Fiquei matutando porque eu não podia produzir queijos em casa, durante mais ou menos 1 mês. Fui atrás do que precisava adquirir, e encontrei fermentos para grandes produções – para 500 litros de leite, em média. Dessa forma, pensei em como fazemos para adquirir um fermento de uma cerveja disponível no mercado: retira-se parte da levedura, disponível na garrafa, e inocula-se ela em mosto estéril para que se reproduza e cresça. Então imaginei: porque não posso fazer o mesmo com queijos? E é exatamente isso que estou fazendo.
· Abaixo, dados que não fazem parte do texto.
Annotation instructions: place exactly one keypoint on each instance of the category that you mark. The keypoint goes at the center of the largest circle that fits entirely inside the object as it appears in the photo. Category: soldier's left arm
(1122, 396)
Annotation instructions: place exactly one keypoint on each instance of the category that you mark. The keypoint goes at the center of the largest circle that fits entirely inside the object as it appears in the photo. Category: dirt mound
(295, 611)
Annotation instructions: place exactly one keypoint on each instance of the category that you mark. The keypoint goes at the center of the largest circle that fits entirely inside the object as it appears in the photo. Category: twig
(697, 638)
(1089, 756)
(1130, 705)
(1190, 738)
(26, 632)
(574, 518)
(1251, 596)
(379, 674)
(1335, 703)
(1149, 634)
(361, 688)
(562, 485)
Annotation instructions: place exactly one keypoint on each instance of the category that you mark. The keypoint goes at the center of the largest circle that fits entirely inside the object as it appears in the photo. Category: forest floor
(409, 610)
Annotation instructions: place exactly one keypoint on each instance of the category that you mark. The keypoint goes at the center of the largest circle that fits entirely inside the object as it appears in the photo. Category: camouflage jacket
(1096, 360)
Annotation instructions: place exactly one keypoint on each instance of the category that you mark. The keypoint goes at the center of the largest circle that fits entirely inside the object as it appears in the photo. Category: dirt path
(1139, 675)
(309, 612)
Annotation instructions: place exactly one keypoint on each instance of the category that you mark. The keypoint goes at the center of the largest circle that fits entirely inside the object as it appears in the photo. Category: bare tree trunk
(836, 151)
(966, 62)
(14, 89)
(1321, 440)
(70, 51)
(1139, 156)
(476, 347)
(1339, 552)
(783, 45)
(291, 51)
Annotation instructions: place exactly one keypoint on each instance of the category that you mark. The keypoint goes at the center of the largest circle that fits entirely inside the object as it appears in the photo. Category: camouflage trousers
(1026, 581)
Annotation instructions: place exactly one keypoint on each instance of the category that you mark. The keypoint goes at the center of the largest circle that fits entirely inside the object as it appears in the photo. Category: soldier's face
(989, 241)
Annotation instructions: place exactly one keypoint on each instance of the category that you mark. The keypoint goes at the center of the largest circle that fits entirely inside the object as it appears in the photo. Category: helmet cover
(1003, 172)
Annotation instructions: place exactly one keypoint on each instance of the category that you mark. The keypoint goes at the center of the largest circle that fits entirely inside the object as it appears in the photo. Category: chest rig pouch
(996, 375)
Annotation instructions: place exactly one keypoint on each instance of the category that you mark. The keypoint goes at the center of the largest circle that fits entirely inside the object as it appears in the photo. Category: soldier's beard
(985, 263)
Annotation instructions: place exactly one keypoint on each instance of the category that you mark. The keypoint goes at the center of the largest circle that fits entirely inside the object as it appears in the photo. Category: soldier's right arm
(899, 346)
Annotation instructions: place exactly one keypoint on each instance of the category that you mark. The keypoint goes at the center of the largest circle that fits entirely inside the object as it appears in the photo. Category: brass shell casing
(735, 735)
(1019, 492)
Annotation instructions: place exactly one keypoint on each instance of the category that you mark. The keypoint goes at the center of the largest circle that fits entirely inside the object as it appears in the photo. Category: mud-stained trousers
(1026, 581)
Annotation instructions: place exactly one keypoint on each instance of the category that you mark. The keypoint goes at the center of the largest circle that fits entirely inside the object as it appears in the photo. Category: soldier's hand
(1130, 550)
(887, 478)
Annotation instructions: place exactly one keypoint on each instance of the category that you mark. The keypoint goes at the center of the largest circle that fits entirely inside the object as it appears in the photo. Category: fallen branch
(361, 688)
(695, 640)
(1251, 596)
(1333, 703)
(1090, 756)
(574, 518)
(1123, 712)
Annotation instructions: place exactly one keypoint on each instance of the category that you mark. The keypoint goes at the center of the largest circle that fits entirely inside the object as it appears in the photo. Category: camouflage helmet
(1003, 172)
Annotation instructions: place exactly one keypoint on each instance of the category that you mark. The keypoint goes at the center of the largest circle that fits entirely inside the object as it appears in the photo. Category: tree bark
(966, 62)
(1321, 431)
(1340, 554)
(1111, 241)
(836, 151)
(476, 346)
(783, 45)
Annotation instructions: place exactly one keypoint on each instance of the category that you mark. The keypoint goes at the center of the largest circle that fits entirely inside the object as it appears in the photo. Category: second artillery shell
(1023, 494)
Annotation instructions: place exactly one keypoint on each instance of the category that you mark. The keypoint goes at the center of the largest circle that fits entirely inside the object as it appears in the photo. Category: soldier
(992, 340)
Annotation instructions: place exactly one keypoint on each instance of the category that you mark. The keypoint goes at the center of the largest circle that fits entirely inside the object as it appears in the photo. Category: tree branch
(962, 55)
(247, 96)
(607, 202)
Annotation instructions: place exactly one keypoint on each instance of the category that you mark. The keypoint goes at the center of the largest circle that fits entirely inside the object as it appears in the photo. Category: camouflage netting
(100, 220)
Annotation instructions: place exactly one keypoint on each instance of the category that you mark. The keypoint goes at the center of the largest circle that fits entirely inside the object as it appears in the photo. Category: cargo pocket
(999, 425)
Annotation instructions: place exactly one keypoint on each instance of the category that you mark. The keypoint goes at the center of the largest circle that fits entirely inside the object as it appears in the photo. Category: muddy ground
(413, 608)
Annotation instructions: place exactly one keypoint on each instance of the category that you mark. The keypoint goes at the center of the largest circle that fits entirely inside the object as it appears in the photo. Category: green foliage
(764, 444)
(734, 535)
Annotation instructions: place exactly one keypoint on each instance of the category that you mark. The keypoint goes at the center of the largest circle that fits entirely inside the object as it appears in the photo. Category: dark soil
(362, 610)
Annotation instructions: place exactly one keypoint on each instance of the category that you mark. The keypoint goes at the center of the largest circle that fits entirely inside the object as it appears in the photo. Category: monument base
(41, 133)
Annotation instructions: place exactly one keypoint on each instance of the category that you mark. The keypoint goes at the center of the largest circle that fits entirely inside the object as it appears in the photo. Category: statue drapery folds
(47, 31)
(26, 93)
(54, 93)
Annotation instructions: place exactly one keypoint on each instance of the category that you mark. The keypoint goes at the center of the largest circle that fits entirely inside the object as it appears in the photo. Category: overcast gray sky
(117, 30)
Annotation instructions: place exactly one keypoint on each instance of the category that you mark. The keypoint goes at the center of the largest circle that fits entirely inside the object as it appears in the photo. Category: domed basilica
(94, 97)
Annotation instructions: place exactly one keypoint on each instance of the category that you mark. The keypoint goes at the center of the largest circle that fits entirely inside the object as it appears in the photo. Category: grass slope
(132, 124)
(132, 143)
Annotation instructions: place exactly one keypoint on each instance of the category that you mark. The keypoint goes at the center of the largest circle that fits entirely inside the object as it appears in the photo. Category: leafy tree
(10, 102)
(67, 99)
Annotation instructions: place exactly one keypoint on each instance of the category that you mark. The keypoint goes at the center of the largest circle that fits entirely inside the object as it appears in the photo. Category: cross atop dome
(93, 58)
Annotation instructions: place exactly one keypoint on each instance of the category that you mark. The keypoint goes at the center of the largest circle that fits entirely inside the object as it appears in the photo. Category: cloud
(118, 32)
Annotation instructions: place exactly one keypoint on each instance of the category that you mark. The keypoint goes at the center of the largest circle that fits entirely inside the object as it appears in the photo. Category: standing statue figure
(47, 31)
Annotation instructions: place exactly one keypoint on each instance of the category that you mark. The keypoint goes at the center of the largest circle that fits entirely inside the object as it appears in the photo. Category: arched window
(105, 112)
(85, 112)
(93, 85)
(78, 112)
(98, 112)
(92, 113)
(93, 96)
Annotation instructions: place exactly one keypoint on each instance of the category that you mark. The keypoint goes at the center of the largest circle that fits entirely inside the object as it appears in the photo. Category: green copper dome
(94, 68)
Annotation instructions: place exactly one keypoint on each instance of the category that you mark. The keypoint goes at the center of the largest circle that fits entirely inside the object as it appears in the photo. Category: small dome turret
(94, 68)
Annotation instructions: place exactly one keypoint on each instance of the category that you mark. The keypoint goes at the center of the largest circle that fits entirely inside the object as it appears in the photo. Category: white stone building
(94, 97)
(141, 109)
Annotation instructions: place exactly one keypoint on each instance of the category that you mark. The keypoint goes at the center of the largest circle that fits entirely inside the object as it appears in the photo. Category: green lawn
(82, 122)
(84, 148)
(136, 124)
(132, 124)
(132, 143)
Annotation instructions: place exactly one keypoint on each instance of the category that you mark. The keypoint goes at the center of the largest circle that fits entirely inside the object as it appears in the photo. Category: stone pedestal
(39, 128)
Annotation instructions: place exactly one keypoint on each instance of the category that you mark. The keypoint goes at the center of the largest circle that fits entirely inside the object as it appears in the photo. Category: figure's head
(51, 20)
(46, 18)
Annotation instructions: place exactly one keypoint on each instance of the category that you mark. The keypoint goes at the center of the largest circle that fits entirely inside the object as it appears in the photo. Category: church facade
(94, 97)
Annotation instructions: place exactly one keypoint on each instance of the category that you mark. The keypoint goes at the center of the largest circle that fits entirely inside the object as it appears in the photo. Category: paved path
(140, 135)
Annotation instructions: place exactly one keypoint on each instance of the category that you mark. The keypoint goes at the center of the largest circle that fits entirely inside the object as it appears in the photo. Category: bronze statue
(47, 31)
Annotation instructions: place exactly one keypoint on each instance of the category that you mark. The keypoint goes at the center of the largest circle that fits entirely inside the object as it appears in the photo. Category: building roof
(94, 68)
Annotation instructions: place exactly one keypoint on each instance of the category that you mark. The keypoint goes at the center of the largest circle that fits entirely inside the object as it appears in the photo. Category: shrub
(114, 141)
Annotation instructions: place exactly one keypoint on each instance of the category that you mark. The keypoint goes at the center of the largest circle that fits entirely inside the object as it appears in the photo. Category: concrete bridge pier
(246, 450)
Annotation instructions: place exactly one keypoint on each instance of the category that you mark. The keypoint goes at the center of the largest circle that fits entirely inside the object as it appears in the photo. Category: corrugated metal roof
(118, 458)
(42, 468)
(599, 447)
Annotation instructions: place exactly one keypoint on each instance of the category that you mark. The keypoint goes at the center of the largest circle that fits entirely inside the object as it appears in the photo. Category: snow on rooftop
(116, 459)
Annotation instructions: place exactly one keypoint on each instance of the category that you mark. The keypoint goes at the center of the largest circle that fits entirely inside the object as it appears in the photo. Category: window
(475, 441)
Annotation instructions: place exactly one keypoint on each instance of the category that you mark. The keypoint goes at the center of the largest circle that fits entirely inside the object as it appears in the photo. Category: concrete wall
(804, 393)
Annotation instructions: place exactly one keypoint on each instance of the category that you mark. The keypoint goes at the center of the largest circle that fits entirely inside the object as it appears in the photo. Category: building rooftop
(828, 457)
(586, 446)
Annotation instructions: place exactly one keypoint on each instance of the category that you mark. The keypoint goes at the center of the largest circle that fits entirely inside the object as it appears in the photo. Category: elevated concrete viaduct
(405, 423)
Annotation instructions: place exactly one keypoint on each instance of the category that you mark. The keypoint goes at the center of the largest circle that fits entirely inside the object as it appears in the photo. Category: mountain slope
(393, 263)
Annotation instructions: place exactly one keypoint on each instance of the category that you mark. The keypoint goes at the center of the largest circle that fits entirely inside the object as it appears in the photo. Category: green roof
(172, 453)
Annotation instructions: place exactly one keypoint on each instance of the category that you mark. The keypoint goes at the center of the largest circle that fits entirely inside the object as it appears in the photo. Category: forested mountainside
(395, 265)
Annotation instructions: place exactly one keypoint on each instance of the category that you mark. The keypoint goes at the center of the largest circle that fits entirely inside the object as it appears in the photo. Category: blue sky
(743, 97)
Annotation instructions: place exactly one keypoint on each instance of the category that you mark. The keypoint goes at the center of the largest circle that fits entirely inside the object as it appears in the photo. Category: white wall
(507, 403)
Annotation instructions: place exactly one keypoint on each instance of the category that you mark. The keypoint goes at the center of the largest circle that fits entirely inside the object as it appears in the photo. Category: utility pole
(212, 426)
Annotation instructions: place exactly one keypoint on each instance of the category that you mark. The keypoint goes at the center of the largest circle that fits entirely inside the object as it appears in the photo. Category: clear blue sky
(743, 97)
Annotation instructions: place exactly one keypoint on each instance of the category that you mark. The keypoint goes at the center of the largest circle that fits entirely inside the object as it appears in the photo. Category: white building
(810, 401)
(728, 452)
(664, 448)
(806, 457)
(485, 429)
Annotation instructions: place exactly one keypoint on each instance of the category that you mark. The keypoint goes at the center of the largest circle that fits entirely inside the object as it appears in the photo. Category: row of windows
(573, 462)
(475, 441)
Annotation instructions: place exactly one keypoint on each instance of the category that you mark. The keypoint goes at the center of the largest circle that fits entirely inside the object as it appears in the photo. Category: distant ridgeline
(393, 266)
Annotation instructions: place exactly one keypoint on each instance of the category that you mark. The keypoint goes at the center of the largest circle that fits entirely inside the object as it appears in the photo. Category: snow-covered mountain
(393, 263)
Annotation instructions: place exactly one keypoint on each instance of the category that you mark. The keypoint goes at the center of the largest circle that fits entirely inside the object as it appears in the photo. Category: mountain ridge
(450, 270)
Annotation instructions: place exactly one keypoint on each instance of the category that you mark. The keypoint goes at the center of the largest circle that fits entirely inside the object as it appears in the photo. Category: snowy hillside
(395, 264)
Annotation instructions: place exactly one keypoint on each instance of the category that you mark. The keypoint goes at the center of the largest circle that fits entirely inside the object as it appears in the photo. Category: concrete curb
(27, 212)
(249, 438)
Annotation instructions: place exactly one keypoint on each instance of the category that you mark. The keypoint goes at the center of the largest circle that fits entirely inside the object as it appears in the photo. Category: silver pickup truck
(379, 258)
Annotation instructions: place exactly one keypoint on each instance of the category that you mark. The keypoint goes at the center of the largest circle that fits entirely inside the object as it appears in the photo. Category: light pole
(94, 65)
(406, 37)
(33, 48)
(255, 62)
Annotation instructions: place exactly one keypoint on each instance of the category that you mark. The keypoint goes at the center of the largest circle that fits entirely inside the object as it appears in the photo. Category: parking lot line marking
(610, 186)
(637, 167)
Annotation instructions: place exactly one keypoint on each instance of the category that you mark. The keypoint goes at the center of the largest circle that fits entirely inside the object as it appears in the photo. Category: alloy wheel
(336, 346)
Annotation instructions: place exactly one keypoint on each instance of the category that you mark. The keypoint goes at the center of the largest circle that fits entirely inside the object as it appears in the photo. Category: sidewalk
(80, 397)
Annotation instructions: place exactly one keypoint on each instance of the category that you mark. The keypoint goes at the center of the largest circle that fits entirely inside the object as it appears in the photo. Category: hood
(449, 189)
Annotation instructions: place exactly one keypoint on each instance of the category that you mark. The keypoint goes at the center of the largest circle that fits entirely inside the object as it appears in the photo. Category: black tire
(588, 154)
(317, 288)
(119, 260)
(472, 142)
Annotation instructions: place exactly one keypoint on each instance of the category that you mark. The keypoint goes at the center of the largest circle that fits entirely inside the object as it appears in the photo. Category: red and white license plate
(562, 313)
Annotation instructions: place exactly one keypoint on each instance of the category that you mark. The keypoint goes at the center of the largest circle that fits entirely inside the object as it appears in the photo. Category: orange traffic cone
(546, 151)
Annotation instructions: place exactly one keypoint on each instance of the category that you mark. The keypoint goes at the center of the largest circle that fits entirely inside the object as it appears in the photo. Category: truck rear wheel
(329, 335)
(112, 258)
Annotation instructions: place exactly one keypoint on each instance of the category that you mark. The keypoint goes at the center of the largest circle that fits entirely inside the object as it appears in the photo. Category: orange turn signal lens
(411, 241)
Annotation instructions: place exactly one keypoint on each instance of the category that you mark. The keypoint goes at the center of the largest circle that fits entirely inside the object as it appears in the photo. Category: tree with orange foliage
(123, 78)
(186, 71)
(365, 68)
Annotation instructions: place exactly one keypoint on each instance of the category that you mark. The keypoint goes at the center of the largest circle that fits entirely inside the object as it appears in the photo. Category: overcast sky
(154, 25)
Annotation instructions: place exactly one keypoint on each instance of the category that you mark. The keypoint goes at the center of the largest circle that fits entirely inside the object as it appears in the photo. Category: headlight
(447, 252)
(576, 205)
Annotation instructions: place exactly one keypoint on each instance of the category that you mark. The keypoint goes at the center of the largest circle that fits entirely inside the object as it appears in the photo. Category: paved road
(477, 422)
Comprei 3 amostras de: Gruyére, Gouda e Maasdam. Estou tentando multiplicar as leveduras ali disponíveis, e fazer a inoculação para produzir algumas peças destes queijos. Além disso, farei uma experiência: produzir alguns queijos com leveduras de cervejas, em conjunto, como nossos Saccharomyces cerevisiae eQueijo inoculado no leite Brettanomyces. Afinal de contas, produtos como o Kefir contém estas bactérias em sua composição! Estou verificando ainda como farei as adições, e o que esperar desse tipo de adição.

Falando em Identidade Nacional, que tal criar um queijo Rochefort, mas de inspiração nacional? Ou ainda: que tal coletar algumas leveduras expontaneas para isso? Vou tentar, vamos ver no que vai resultar!

No meu próximo post falarei como estão as colônias, detalharei os estilos que escolhi e o andamento do trabalho.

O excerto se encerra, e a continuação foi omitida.